The company’s dancers are excellent, and they give their all to Jones’ choreography, which speaks movingly in sections like a Civil War scene in which the dancers lift and tenderly lay to earth the dying to the sounds of gunfire, or a scene in which Mary Todd Lincoln (Asli Bulbul) sinks slowly to the ground in widow’s weeds.
Would that “Fondly Do We Hope” had been as viscerally powerful throughout.
Susan Isaacs Nisbett is a free-lance writer who covers classical music and dance for AnnArbor.com.
"Fondly Do We Hope Fervently Do We Pray" continues on Saturday at the Power Center.

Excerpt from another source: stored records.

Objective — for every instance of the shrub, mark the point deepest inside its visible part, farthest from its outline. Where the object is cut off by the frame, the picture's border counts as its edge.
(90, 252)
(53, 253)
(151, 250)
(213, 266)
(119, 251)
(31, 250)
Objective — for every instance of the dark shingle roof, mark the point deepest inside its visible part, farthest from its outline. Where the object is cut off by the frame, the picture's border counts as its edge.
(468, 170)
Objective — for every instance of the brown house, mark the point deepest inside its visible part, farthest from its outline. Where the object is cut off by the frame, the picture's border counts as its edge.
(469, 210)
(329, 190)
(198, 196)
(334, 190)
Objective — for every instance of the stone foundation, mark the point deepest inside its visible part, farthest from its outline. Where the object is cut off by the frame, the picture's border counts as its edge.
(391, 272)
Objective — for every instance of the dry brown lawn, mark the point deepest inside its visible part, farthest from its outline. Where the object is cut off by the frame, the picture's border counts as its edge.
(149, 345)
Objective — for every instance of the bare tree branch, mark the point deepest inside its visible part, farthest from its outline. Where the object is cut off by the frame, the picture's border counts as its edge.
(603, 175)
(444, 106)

Tickets $18-$44, online at the UMS web site, 734-764-2538, and at the Power Center box office, 121 Fletcher Street.
Comments
Chrysta Cherrie
Mon, Jan 25, 2010 : 6:29 p.m.
Bill T. Jones/Arnie Zane Dance Company posted a diary entry about their time in Ann Arbor: http://www.fondlydowehope.com/fondlydowehope/diary/Entries/2010/1/23_Ann_Arbor,_MI.html
gogmagog8
Sun, Jan 24, 2010 : 1:06 p.m.
I don't think that the reviewer is in any way trashing the piece...or saying "don't see this work". I think she's getting at the fact that the strength and power of sections of this ambitious theater work are the stand out here...and that this strength is not consistently in evidence. I was blown away by sections of the piece...and was also most aware of the power of Jones' use of repetition when it came to some of the content as both a formal device AND a dramatic device (the Whitman body text being the best example). Unfortunately, I will remember the power of sections and not the power of the whole. I might add that given how difficult it would be to bring a historical figure -- both in meaning and biography -- to life, the piece was quite successful, I thought. And, as a piece of stage design, it LOOKED glorious in the Power Center.
Ingrid Ault
Sat, Jan 23, 2010 : 10:51 a.m.
I, too, loved this piece. From the live music (always a treat) to the staging, costumes, lighting, it is beautifully constructed and artfully performed. This is a powerful piece that should not be missed.
Dr. I. Emsayin
Sat, Jan 23, 2010 : 8:18 a.m.
Contrary to what the reviewer said, this was an outstanding performance with both great energy and great subtlety. More than half the audience stayed for a lively conversation with the director and cast, and many said they would like to return again for Saturday's performance, having been moved and inspired to understand more, after learning how the piece was constructed. I highly recommend it.